One of the more prolific contributors to this forum did pull me up on my suggestion (in the title, but not in the post itself) that EAP might effectively stand for Early Access Program.
Should we take that as an implicit agreement that pulmonologists will be free to use Arikace under the EAP if they feel that their patients would benefit from the therapy?
Compassionate use will generate just about zero profit. And the outcome of the patients that are treated will not be part of any study. Compassionate use is nice for the patient if it works...but it doesn't do much for the bottom line or approval.
Fud, for some reason or another, sees this as a major milestone or development. It isn't.
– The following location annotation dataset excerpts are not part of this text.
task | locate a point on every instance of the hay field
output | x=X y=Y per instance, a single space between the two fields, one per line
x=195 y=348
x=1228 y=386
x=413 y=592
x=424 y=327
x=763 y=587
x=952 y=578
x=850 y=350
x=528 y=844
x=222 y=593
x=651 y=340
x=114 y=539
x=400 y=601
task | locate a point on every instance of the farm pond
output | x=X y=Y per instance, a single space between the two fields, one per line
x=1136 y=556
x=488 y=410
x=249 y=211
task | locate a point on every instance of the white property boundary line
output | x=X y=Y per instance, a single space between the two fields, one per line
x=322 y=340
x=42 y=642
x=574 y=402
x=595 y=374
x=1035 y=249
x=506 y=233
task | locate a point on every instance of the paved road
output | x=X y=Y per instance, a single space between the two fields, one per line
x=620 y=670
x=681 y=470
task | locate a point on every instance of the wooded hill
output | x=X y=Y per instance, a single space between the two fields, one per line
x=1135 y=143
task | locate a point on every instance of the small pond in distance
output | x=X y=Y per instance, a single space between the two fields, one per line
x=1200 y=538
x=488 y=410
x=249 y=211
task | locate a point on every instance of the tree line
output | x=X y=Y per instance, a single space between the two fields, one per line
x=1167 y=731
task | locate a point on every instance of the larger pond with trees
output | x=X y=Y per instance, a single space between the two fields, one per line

In response to a question about the ideal target of permanently ridding patients of the offending "bugs" -
"Environmental bugs get into surfaces in your body or procedures. And everyone's all stuck on the fact that there's just one of them there. You just have the, you know, the black curly haired bugs there.
But the bottom line is, when you have an environmental source of a - there's multiple different strains living in that environment. So it makes sense to me that you're often infected with multiple different strains. They'll have different susceptibility patterns. They'll behave differently. So you might get rid of one, but you don't get rid of the other, or maybe they're competing with each other in there. And so you don't really know what's going on. I think it's a very dynamic situation.
But I do think it's a good goal. I share your goal. We try that with NTM. We try to get rid of it. You know we often don't, and even if we get rid of it, or we think we get rid of it, we don't find it for many years. You look at their CT scans and it's hard to believe it's not in there still. I think probably if everyone lived long enough, we'd find it again.
But it's a noble goal and it may be possible if we have the right drugs. That's another thing to think about."
Btw - it was suggested that perhaps a more suitable approach would be a similar therapeutic regimen to that used with Cystic Fibrosis - permanent maintenance therapy involving antibiotic rotation.